アーロンは眉を顰めて射殺すほどの冷たい視線を元研究者を睨みつけている。睨まれている元研究者は恐怖でか、呼吸もしづらいようで必死で目を逸らし堪えるような鶏みたいな声をあげている。

そんなアーロンにホワイティが視線の間に割って入り、今にも飛び掛かりそうなアーロンを止める。


『アーロン、私たち先に祈ってきたの。あなたも、会いに行ってあげて。』


 アーロンははっとしたように目を見張り、スヴェトを見る。スヴェトもアーロンを見てうなづいた。

 俺だけが置いてけぼりで、何のことを話しているのか分からず憤る。


『ダン、アーロンについててあげて。終わったら迎えにいくから。』


 アーロンは元研究者にきつい視線で一瞥すると、疑問でいっぱいの俺を乱暴に折れていない方の腕を握り、大股で歩き出す。アーロンの足の長さで大股に歩かれると、俺は走らなければひきずられてしまう。俺は文字通り引きずられ、地下を後にした。






 俺はアーロンに何度も話しかけ、並走しながら腕を離すように再三訴えた。最後は折れた方の腕まで痛くなるから手を離せと訴え、ようやく離してもらえた。そのころには既に建物の外に出ており、アーロンの足は施設の裏にある、森へと向かっていた。


「なぁ、二人はなんのことを言ってたんだ?俺に分からないこと、何を話してたんだ?」


 問いかけてもアーロンは何も言わない。俺がついて来る確認はするが、早く行きたいのだろう。無言で俺を促してくる。無口なのだが、短い期間でなんとなく言いたいことは伝わってくる。といっても急かす、黙れ、やめろ、くらいしか分からないのだが。


 何を言っても無言を貫くアーロンの背中に、わずかに焦燥のようなものが見られたので、大人しくついていくことにした。

 たどり着いたのは少しも森に入った先、少しだけ開けた場所。森に周囲を囲まれ、木々に隠されたような場所で、その地面はぼこぼこと掘り返された形跡が見られる。土の上に、わずかに草が生え始めている。そして中央には俺と同じくらいの大きさのシンプルな石碑。

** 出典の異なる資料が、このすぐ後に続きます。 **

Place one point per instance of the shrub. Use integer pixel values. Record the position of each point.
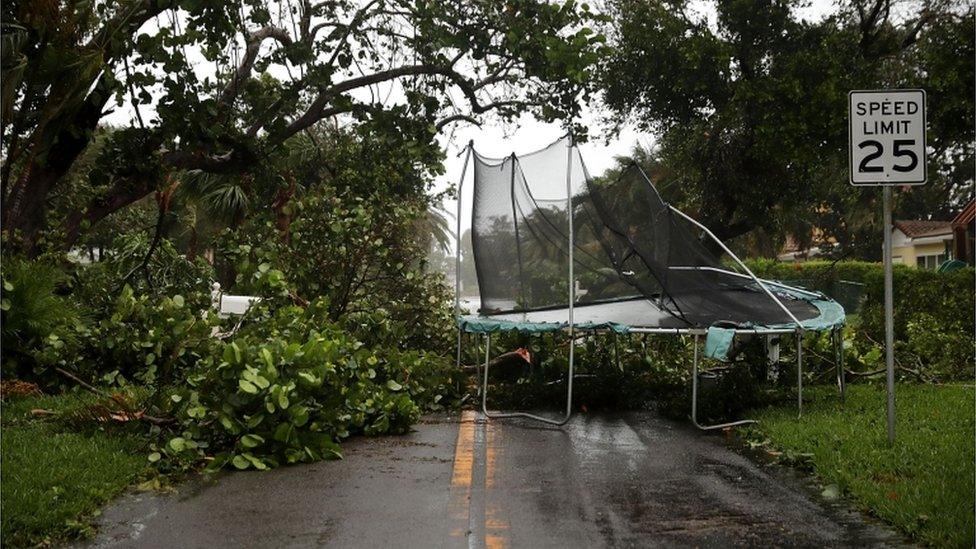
(33, 313)
(168, 273)
(139, 338)
(291, 385)
(361, 254)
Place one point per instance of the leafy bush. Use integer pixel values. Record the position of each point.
(167, 273)
(140, 338)
(293, 384)
(363, 256)
(33, 312)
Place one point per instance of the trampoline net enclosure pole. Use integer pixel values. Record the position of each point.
(457, 255)
(572, 284)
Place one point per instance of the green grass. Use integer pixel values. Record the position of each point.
(53, 479)
(923, 485)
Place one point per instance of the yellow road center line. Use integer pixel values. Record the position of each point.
(462, 473)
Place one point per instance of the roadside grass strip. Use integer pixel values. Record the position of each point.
(55, 480)
(923, 485)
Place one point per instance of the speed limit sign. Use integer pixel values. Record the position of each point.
(887, 133)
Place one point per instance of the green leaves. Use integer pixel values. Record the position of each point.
(293, 396)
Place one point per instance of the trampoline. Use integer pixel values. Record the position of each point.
(557, 250)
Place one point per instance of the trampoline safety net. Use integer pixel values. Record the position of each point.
(628, 245)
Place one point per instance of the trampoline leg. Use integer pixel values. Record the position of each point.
(841, 374)
(457, 363)
(502, 415)
(799, 373)
(616, 351)
(694, 399)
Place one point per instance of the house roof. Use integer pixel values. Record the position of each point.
(917, 228)
(966, 216)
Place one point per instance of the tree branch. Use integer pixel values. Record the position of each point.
(254, 41)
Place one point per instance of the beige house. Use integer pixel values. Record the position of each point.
(921, 243)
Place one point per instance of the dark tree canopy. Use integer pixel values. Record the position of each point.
(752, 112)
(219, 87)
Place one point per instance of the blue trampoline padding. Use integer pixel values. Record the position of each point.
(640, 313)
(718, 341)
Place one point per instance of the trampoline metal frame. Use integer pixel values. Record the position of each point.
(570, 328)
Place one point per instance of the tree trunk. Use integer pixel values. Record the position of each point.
(25, 206)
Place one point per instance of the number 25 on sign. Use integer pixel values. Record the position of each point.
(887, 133)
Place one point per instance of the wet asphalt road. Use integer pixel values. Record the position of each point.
(628, 480)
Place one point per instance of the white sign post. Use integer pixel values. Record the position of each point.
(887, 147)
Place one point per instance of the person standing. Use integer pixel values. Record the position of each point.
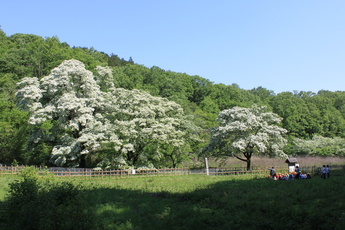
(273, 173)
(327, 171)
(298, 172)
(323, 172)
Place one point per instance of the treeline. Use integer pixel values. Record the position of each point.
(305, 114)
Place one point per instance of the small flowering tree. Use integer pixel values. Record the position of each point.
(79, 113)
(244, 132)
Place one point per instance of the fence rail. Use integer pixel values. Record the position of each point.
(88, 172)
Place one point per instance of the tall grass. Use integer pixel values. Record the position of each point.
(213, 202)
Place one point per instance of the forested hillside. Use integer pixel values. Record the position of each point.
(314, 120)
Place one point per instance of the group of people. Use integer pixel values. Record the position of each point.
(325, 171)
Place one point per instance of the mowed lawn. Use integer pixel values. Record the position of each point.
(213, 202)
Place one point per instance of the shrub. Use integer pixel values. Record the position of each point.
(38, 202)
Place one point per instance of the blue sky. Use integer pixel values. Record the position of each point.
(281, 45)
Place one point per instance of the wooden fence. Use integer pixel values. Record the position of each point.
(87, 172)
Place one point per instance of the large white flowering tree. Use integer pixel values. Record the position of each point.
(244, 132)
(79, 113)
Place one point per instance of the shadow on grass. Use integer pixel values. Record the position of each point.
(230, 204)
(240, 204)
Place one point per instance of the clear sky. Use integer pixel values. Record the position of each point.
(281, 45)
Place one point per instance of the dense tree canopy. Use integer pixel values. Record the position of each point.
(305, 114)
(244, 132)
(70, 111)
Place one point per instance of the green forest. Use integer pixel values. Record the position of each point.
(315, 121)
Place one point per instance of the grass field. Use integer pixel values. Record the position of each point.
(212, 202)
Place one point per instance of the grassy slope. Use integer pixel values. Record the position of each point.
(222, 202)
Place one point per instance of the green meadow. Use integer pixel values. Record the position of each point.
(178, 202)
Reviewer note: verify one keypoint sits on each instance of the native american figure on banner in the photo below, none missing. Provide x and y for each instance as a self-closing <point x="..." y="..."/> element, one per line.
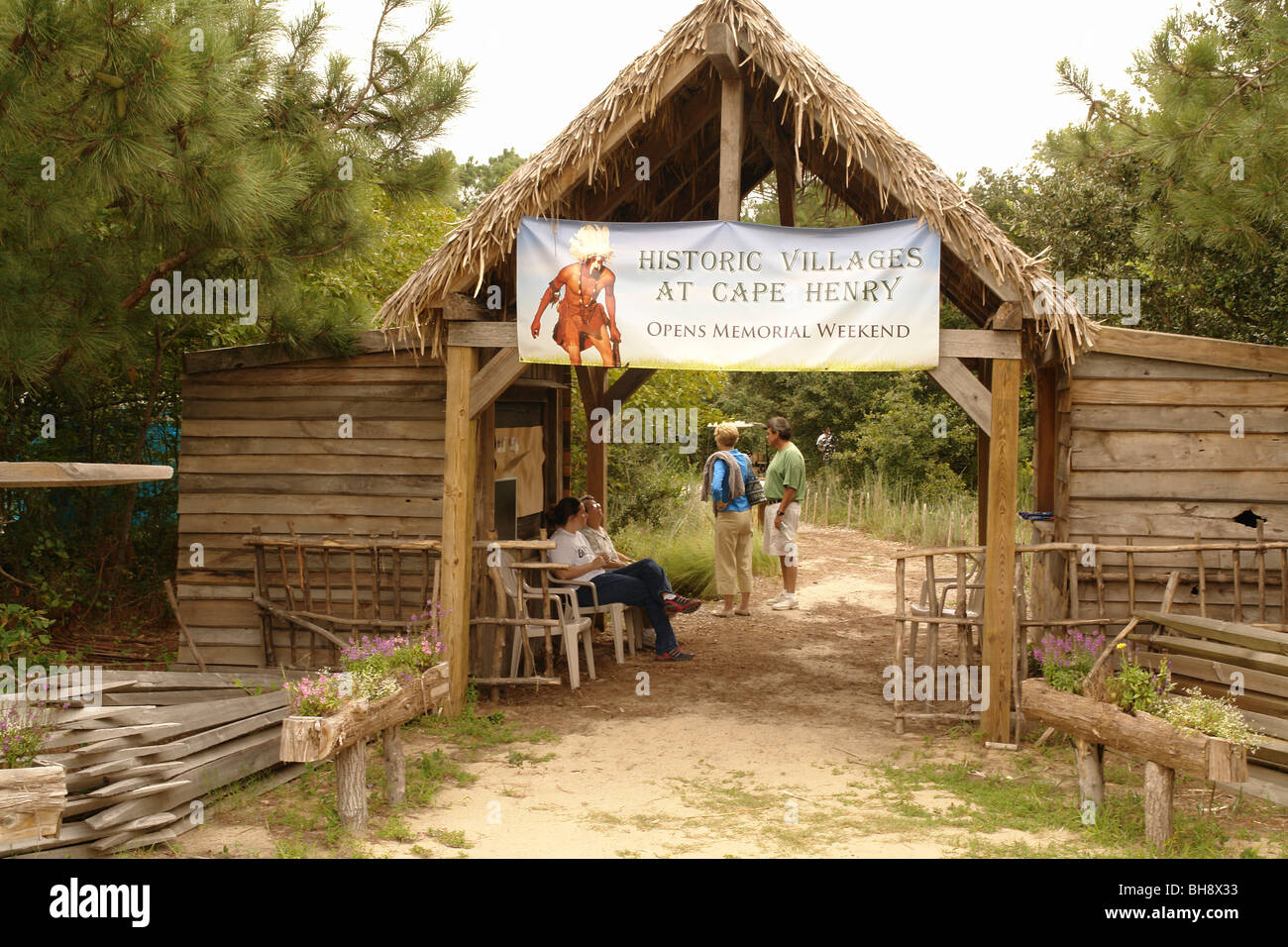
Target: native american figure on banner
<point x="584" y="321"/>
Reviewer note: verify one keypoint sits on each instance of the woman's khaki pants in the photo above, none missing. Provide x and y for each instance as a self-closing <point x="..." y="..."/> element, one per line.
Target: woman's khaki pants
<point x="733" y="552"/>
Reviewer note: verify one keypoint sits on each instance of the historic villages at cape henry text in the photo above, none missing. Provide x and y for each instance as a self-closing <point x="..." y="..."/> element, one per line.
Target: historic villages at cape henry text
<point x="854" y="286"/>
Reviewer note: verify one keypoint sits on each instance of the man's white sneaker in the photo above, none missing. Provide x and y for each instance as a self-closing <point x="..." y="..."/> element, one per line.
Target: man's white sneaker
<point x="786" y="603"/>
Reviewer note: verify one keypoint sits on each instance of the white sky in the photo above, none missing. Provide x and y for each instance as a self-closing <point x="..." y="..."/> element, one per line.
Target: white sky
<point x="971" y="84"/>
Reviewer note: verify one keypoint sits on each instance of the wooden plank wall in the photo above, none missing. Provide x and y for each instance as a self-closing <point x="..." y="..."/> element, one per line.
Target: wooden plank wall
<point x="262" y="446"/>
<point x="1145" y="453"/>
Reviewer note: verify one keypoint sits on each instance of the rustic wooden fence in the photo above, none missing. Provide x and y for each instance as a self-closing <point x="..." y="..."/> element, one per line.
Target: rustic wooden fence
<point x="1239" y="579"/>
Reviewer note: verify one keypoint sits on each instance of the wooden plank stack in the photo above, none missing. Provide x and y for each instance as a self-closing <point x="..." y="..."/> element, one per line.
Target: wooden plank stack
<point x="143" y="748"/>
<point x="1207" y="654"/>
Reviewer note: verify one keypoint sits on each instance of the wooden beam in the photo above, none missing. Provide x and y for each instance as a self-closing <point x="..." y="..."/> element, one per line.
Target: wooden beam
<point x="1046" y="429"/>
<point x="979" y="343"/>
<point x="724" y="54"/>
<point x="694" y="119"/>
<point x="722" y="51"/>
<point x="1000" y="560"/>
<point x="630" y="381"/>
<point x="462" y="440"/>
<point x="889" y="184"/>
<point x="1189" y="348"/>
<point x="786" y="180"/>
<point x="252" y="356"/>
<point x="732" y="129"/>
<point x="592" y="381"/>
<point x="675" y="76"/>
<point x="55" y="474"/>
<point x="965" y="389"/>
<point x="484" y="335"/>
<point x="459" y="307"/>
<point x="751" y="175"/>
<point x="501" y="371"/>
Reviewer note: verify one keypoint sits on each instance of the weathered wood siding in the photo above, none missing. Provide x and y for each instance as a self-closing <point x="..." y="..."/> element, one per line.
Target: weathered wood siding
<point x="261" y="446"/>
<point x="1145" y="451"/>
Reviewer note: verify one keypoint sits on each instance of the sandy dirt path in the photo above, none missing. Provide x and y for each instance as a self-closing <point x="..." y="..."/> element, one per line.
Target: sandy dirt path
<point x="771" y="742"/>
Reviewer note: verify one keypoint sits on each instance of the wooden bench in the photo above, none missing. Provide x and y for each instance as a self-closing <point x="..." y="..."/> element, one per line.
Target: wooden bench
<point x="1166" y="750"/>
<point x="344" y="735"/>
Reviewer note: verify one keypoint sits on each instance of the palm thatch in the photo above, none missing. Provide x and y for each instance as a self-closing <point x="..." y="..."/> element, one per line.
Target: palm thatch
<point x="799" y="112"/>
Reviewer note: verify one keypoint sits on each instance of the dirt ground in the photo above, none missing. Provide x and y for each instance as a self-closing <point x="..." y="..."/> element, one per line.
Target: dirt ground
<point x="772" y="742"/>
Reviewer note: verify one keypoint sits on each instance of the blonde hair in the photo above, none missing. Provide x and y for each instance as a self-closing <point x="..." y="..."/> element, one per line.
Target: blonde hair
<point x="590" y="241"/>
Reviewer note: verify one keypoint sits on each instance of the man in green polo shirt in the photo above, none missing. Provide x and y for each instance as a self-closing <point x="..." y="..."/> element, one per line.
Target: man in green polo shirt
<point x="785" y="479"/>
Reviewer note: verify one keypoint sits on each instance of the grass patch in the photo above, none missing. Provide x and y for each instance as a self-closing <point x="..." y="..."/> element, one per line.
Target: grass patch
<point x="992" y="802"/>
<point x="395" y="828"/>
<point x="472" y="731"/>
<point x="454" y="838"/>
<point x="518" y="758"/>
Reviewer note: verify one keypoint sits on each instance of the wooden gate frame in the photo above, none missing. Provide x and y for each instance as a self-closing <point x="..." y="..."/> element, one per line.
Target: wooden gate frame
<point x="995" y="407"/>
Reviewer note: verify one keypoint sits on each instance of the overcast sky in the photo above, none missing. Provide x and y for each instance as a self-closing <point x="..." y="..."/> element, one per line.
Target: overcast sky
<point x="971" y="84"/>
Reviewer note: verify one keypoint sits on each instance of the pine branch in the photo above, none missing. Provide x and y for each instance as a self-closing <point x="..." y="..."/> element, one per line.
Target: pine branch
<point x="161" y="269"/>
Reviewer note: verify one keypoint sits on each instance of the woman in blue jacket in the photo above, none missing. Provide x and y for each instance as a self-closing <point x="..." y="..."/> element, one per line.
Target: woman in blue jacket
<point x="733" y="521"/>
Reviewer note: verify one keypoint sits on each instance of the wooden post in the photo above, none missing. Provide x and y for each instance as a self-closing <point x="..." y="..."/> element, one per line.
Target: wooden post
<point x="1198" y="540"/>
<point x="983" y="458"/>
<point x="1000" y="558"/>
<point x="1237" y="590"/>
<point x="460" y="437"/>
<point x="1091" y="772"/>
<point x="395" y="768"/>
<point x="1159" y="783"/>
<point x="1131" y="581"/>
<point x="351" y="787"/>
<point x="262" y="589"/>
<point x="1046" y="433"/>
<point x="592" y="381"/>
<point x="1261" y="574"/>
<point x="901" y="628"/>
<point x="732" y="127"/>
<point x="786" y="182"/>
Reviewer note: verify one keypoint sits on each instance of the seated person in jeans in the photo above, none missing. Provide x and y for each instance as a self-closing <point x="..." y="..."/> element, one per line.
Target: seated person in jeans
<point x="642" y="582"/>
<point x="597" y="536"/>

 石碑にはいくつか名前が彫られているようで、石碑の根元には、枯れた元は花束のような束がいくつか並んでいた。


「なんだここ?」


 アーロンは石碑にゆっくり近づいている。肩がすっかりと落ち込み、もとより落ち窪んだ眼窩がさらに色を増し、強面の顔を暗く、そして青ざめさせている。はっきり言って森の中でこの顔を見るのは怖い。

 俺もアーロンに並んで石碑を見るが、彫られている文字が名前のようであるのは分かるが読めない。

 アーロンは長い腕を伸ばし、とある名前をなぞる。よく見るとアーロンの指は震えているようだった。


「・・・ミーシャ…。」


 本当に小さな声で、囁くよりもため息のように吐き出された声は頼りなげで、アーロンの声なのかどうかさえ一瞬疑った。だが、それでも確かに拾ったその声は人の名前だった。

 アーロンの顔を見ると、強面の顔から雫が滴っている。俺は仰天してしまった。

 びっくりしておののいていると、アーロンは力が抜けたように膝まづき、見る間に声をあげて男泣きを始めてしまった。

 この年のおっさんのこんなあわれな姿を見たのは生まれて初めてで、何をどうしていいやら、何がおきたのやらわけも分からず俺もパ二クってしまった。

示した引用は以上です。